TfL’s data team utilized Kestra database to collect usage information for each of their 272 London Underground and London Overground stations between January 2007 and 2021, recording entry/exit counts between entries/exits between this period, recording which lines serve the station (London Underground, Elizabeth Line, DLR or London Overground), whether or not Night Tube service exists and more.
Visualizations produced from this research provide users with information on which stations and routes for each line were most in demand on weekdays, along with a graph allowing users to compare current travel week usage with that from 2019. This comparison gives an accurate depiction of past usage levels without taking Elizabeth Line effects into account, helping us see which lines have bounced back fastest and how quickly TfL will need to increase capacity to meet demand when the Tube opens fully.
What the Trends Mean for 2025
With access to numerous software applications and widespread online availability, businesses have never found it easier to gather, organize, analyze, and display their data. Data visualization has become an indispensable asset for organizations looking to stay competitive, boost revenues, enter new markets or boost employee productivity and satisfaction.
Transport for London (TfL) entered open data with caution, opting to release 62 distinct datasets as an experiment. However, five years on from launch of its policy, thousands of apps created using TfL data now reach millions of people and deliver millions in monetised time savings to customers of TfL.
While TfL has made significant strides toward its goal of becoming a fully data-driven organisation, there remain significant challenges in doing so. TfL shares many of the same challenges faced by other organisations: data sources may reside on multiple platforms and connecting them is often an uphill struggle.
Sager Weinsten provided an example of TfL’s journey data, which provides valuable information about how passengers travel to, from, and between stations. TfL collects terabytes of this information weekly but historically was analysed separately and did not offer insight into its entirety.
By integrating journey data with other sources of information, TfL has been able to identify patterns of fare evasion and enhance its enforcement efforts. Furthermore, data analysis enables TfL to predict Tube line disruptions during peak travel times as well as more accurately inform its decision-making processes.

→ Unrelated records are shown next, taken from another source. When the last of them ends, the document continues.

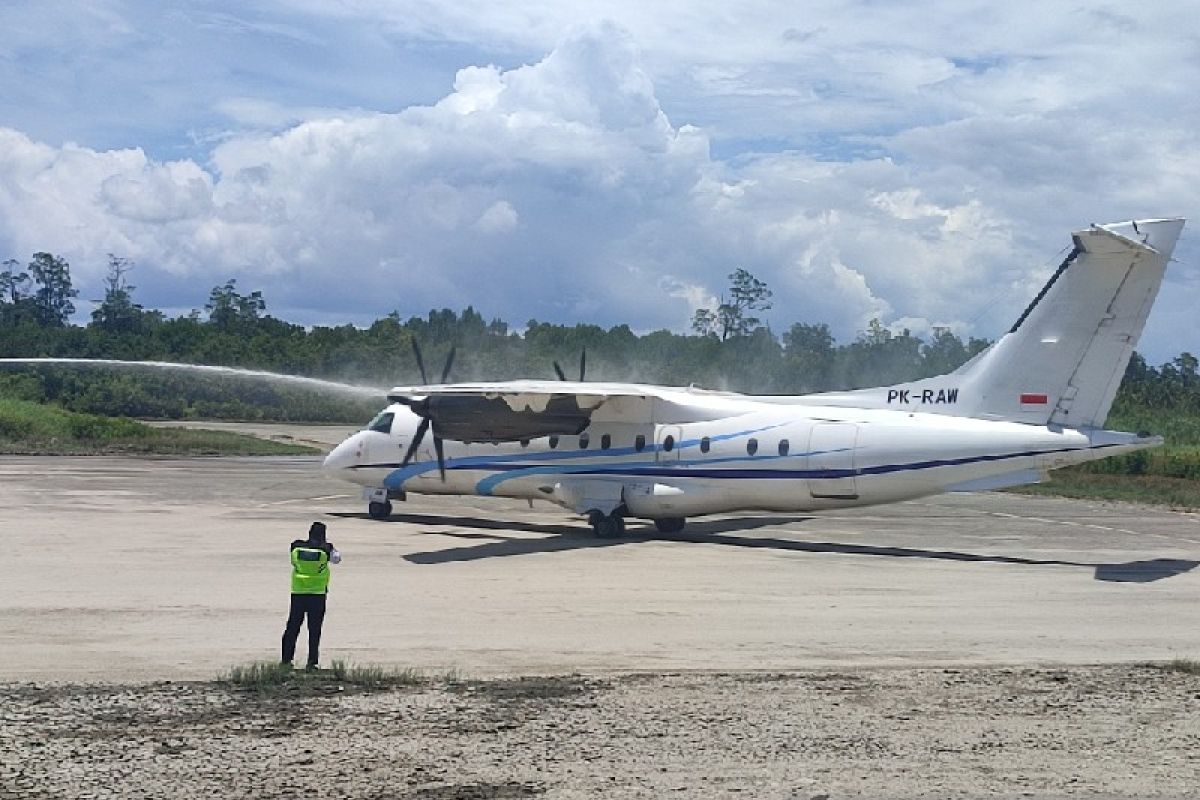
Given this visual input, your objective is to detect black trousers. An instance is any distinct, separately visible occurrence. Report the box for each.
[283,595,325,666]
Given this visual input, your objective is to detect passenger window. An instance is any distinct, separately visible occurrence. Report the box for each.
[367,411,396,433]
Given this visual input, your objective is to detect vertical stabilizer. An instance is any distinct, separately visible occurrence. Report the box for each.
[805,219,1183,428]
[955,219,1183,428]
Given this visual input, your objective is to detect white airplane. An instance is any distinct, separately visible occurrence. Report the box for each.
[324,219,1183,537]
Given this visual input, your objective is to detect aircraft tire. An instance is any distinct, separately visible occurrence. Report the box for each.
[654,517,688,534]
[588,511,625,539]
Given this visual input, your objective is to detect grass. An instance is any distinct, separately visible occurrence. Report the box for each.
[1147,658,1200,675]
[0,397,317,456]
[1008,467,1200,510]
[217,660,436,694]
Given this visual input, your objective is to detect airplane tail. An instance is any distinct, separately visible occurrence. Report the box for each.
[816,219,1184,428]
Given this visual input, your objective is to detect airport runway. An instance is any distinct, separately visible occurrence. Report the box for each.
[0,457,1200,681]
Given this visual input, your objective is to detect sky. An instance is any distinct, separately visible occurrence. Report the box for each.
[0,0,1200,363]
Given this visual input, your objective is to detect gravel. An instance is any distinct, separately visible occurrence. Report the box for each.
[0,666,1200,800]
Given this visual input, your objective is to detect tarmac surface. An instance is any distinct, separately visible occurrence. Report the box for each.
[0,429,1200,682]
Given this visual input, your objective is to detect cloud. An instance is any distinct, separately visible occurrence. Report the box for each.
[0,10,1200,362]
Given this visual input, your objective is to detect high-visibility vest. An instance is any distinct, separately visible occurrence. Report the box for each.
[292,547,329,595]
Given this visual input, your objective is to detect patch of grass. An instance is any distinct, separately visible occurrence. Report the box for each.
[217,660,439,694]
[0,397,318,456]
[218,661,295,692]
[1145,658,1200,675]
[1006,467,1200,510]
[329,660,428,688]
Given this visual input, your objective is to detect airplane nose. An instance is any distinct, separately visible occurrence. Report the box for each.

TfL’s success with data transformation initiatives has demonstrated the need to focus on building trust among its stakeholders. This necessitates proactive communication and transparency regarding data collection, processing and use as well as continuous learning initiatives. Furthermore, an ideal culture must exist so employees are free to act upon and innovate using data without being limited by outdated processes or resistant resistance to change.